I found a Burger King for lunch (and got White-winged Dove in the parking lot) before deciding to head to Miami for a recently reported Black-throated Gray Warbler. The ride across Alligator Alley was easy. I made one stop on the way, pulling into one of the rest areas and checking the water (getting Florida Bluet).
Reaching Greynolds Park, I discovered my GPS directions went to a different entrance from the directions to the bird. I bumbled around a bit and after checking a map, took a guess at the spot. Nothing was immediately obvious, so I wandered a trail through the trees a bit. Returning, I found someone standing around looking like a birder. I quickly asked if I was in the right spot and not only was I, but this was Smith, the finder of the bird. We poked around for a couple minutes and Smith picked the bird up a short distance away. Views were a bit tough as it was way up, but satisfactory, especially after missing the Everglades one.

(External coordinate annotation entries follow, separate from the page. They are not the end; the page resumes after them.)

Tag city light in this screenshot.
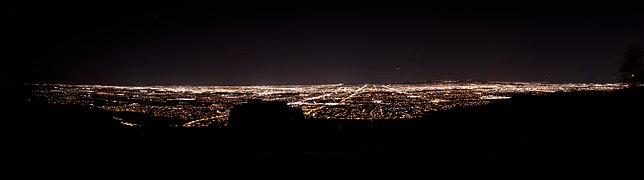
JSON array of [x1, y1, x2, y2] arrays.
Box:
[[28, 81, 626, 127]]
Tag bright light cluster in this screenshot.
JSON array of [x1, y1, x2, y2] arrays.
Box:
[[28, 81, 626, 127]]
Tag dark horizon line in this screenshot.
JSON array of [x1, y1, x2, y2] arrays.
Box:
[[24, 79, 619, 87]]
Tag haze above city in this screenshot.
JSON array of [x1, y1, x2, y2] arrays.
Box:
[[0, 0, 644, 86]]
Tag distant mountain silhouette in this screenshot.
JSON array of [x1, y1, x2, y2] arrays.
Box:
[[228, 99, 304, 129]]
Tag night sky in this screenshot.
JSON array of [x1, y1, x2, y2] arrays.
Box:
[[0, 0, 644, 85]]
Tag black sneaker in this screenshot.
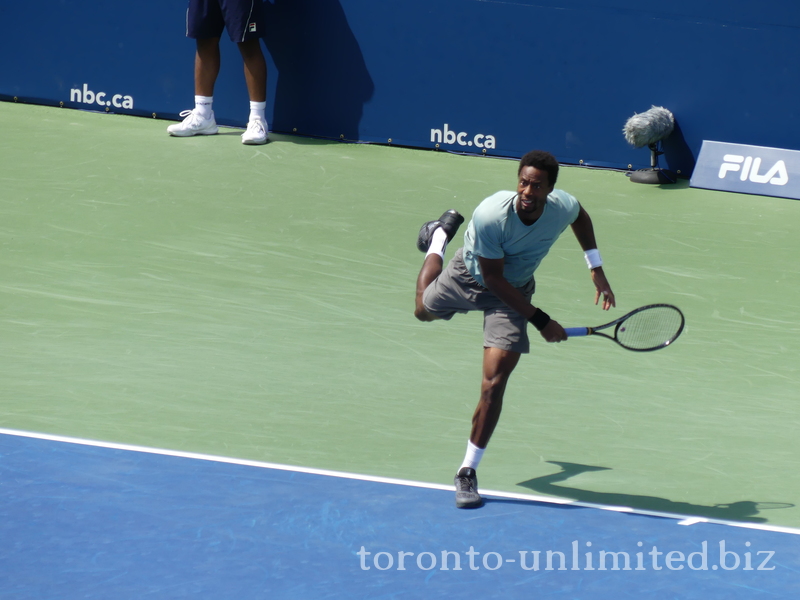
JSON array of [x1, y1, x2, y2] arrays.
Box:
[[417, 209, 464, 252], [454, 467, 483, 508]]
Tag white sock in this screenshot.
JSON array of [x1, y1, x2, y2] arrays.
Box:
[[425, 227, 447, 260], [458, 442, 486, 471], [250, 100, 267, 123], [194, 96, 214, 119]]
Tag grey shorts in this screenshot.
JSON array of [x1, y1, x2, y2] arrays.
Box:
[[422, 248, 536, 354]]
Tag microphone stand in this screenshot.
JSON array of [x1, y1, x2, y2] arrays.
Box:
[[626, 142, 678, 184]]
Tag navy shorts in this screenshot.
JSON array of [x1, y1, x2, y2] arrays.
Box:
[[186, 0, 265, 42]]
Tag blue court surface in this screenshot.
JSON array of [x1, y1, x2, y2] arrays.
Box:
[[0, 430, 800, 600]]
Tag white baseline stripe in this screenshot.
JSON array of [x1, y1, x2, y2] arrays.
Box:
[[0, 427, 800, 535]]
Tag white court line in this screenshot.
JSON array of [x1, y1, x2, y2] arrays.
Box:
[[0, 427, 800, 535]]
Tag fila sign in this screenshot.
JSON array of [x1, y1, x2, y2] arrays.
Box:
[[690, 141, 800, 200]]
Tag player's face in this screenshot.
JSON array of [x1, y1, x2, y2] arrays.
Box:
[[517, 167, 553, 222]]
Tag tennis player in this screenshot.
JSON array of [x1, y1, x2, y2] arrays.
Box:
[[414, 150, 616, 508]]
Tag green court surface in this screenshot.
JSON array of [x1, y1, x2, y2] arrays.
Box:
[[0, 103, 800, 527]]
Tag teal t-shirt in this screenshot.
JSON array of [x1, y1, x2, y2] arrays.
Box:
[[464, 190, 580, 287]]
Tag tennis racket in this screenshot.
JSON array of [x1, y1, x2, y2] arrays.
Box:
[[564, 304, 686, 352]]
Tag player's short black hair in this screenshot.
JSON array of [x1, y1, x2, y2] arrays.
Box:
[[517, 150, 558, 185]]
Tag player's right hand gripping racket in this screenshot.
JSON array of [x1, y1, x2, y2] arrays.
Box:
[[564, 304, 685, 352]]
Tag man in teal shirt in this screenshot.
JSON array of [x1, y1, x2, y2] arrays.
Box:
[[414, 150, 616, 508]]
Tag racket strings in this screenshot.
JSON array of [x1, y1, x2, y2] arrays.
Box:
[[616, 306, 683, 350]]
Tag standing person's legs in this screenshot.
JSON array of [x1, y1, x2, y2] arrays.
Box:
[[237, 38, 269, 145], [194, 37, 220, 98], [454, 347, 522, 508], [167, 0, 225, 137], [469, 348, 521, 448], [237, 38, 267, 102]]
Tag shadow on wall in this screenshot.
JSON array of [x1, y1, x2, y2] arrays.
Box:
[[264, 0, 375, 140]]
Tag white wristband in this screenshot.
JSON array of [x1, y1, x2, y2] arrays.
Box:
[[583, 248, 603, 269]]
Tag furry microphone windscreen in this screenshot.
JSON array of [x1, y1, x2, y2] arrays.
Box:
[[622, 106, 675, 148]]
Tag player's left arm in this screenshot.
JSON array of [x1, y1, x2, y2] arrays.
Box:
[[571, 206, 617, 310]]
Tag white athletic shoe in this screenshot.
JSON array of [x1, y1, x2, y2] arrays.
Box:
[[242, 118, 269, 145], [167, 110, 219, 137]]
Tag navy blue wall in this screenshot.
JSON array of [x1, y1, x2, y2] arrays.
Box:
[[0, 0, 800, 175]]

I then got a short tour of the park, adding Louisiana Waterthrush and Indigo Bunting to the trip list, along with another Yellow-crowned Night-Heron. Conditions were deteriorating, so we both headed out. I got back on the highway and started north, aiming to reach the Jupiter area. Check out Smith’s photos (he has much better ones of the BT Gray back a ways).
Traffic wasn’t great and I eventually pulled off to find food, settling on a Pollo Tropico, which is a fast food chicken and salad chain. Not too bad. Back on the way, I found a La Quinta in Jupiter, which was a bit on the high side but I wasn’t about to start looking around.